When we entered the large room that night, I noticed the demographics: About half Asian American, a quarter White, and a quarter of Latino/a and Black students. We were asked to break up into small groups by race, and within race, national origin. The room was filled with subgroups of Asian Americans, and Steph and I walked over to the Korean group. Once assembled, we began to dialogue about how strange it was that we were suddenly being forced to clump together as Koreans, even though our experiences were so different as Korean immigrants, a Korean who grew up in Hong Kong, Korean Americans who grew up in Korea, a Korean from Hawaii who did not understand why people on the mainland made such a big deal about race, and us, two Korean Americans from Ohio. We gathered again as a large group, and each small group shared insights from its discussion time. I was struck by the stories shared by the small group of multiracial students, who expressed how they never knew where they fit.

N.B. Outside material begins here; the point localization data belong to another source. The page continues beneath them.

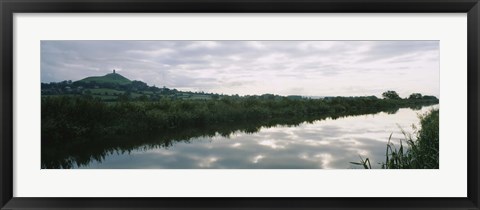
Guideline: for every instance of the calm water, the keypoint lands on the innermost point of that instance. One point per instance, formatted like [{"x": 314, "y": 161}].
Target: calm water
[{"x": 328, "y": 144}]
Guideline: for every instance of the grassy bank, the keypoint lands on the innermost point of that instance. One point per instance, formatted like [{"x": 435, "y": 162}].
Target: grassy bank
[
  {"x": 76, "y": 130},
  {"x": 421, "y": 152}
]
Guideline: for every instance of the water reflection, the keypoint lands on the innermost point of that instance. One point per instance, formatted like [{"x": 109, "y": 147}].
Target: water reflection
[{"x": 329, "y": 143}]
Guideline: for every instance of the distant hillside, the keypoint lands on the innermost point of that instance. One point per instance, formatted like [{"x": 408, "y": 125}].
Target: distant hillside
[{"x": 113, "y": 78}]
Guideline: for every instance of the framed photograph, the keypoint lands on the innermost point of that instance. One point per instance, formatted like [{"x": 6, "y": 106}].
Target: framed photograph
[{"x": 239, "y": 104}]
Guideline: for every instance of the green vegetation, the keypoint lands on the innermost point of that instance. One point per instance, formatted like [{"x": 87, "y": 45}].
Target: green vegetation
[
  {"x": 422, "y": 153},
  {"x": 87, "y": 119},
  {"x": 112, "y": 78}
]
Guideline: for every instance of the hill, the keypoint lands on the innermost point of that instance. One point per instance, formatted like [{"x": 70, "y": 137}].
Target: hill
[{"x": 112, "y": 78}]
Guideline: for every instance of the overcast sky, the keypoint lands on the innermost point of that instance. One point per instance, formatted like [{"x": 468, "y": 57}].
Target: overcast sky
[{"x": 310, "y": 68}]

Then the facilitators began to encourage students to talk between groups, to share some of their thoughts about other racial/ethnic groups. One of the facilitators, a Chinese American woman, shared how she had been called out by a Black friend when she made the comment that “Black people sing so well,” learning a lesson about the dangers of positive stereotyping. A few minutes later, an Asian American female student cautiously shared a stereotype that she had heard about Korean American men, that they “beat their wives.” A few other students nodded in recognition. Then Jack, a Korean American from Los Angeles, joined the conversation. He had a strong emotional reaction, saying how he was tired of being stereotyped as a Korean American male and how hurtful it was to hear such comments, even though he recognized that domestic violence was pervasive within the community. Finally his voice broke, and someone passed him a Kleenex box.
The facilitators rushed to diffuse the intensity of the situation, and my mind began to wander, asking questions like why had I never experienced this type of raw, honest dialogue during college? How were the students processing the discussion? And strangest of all, why and how was this forum occurring at a Christian student organization, of all places? Later that night, Steph and I sat in the dining hall and debriefed. “You know…I never thought about this stuff like you do, but I think there might be something there with this race thing,” she pondered.